Schweiz. Fünfzehn Gründe gegen das sogenannte «Antiterrorgesetz»
Paolo Bernasconi listet im Folgenden 15 Gründe auf, das Bundesgesetz über «Polizeiliche Maßnahmen zur Bekämpfung des Terrorismus (MPT)», über das am 13. Juni 2021 abgestimmt werden soll, abzulehnen.
- Ein freiheitsbedrohendes Gesetz
- Das neue Gesetz sieht vor, dass die Polizei das Internet, Mobiltelefone, E-Mail-Korrespondenz, WhatsApp usw. aller Schweizer Bürgerinnen und Bürger ausspähen kann.
Der Bundesrat schreibt, dass dafür «ein konkreter und aktueller Verdacht ausreichend ist». Dies ist ein noch nie dagewesener Eingriff des Staates in unser Privatleben.
- Der Bundesrat schreibt, dass ein «Like» (Botschaft des Bundesrats, S. 3949) der Zustimmung zu einer radikalen und fundamentalistischen Kommunikation ausreicht. Selbst wenn diese von einem neugierigen und leichtsinnigen Teenager herrührt.

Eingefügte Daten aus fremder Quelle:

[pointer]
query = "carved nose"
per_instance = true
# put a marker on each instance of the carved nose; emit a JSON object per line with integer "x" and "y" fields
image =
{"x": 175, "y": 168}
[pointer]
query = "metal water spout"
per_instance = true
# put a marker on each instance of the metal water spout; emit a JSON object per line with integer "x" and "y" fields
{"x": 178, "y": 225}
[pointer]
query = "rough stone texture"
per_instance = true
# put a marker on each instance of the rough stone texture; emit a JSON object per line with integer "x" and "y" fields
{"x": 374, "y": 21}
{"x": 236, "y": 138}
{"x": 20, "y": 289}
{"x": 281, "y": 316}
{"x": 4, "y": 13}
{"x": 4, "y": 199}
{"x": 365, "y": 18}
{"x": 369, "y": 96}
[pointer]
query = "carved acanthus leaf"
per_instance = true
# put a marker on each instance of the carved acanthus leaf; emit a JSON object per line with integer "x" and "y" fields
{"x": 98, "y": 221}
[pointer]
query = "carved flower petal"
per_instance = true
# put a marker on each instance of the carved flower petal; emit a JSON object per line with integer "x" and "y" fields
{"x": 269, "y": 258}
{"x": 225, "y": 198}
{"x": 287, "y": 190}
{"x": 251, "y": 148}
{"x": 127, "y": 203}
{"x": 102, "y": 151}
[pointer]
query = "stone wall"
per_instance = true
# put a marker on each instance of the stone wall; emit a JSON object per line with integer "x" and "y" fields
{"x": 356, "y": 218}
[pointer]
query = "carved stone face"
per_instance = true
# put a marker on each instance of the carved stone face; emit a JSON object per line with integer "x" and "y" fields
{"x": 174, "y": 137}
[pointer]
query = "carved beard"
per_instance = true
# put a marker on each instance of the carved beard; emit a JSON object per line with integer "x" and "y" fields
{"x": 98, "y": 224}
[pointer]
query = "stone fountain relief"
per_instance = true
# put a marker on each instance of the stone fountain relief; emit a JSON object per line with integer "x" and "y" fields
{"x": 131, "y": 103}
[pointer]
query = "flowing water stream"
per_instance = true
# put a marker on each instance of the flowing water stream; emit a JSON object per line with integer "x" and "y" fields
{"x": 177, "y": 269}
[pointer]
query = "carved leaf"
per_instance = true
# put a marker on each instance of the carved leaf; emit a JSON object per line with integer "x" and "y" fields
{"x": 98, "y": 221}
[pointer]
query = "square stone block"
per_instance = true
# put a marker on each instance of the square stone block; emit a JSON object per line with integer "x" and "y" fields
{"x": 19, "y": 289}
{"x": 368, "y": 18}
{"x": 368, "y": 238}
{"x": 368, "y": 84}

- Die Definition von Terrorismus ist allgemein und vage: «Verbreitung von Angst und Schrecken». Der Tessiner Polizeiminister Norman Gobbi führte in seinem Artikel vom 15. Mai 2021 im Corriere del Ticino die Beispiele der antispeziesistischen Gruppen an. Bald können auch Gruppen von Umweltschützern und Umweltschützerinnen und dann Aktivitäten zur Verteidigung der Menschenrechte ins Visier genommen werden [1].
- Die Polizei wird ihr Modell der generalisierten Kontrolle anwenden, das bereits während der Pandemie erprobt wurde («die Älteren gehen in Lethargie», Matteo Cocchi, Kommandant der Tessiner Polizei). Das neue Gesetz bestätigt und kristallisiert das Pandemieregime. Schweizer Bürger und Bürgerinnen geraten so unter ständige Vormundschaft. Seit Februar 2020 werden wir alle als «infektionsverdächtig» behandelt. Ab dem 13. Juni werden wir zu «Terrorismusverdächtigen».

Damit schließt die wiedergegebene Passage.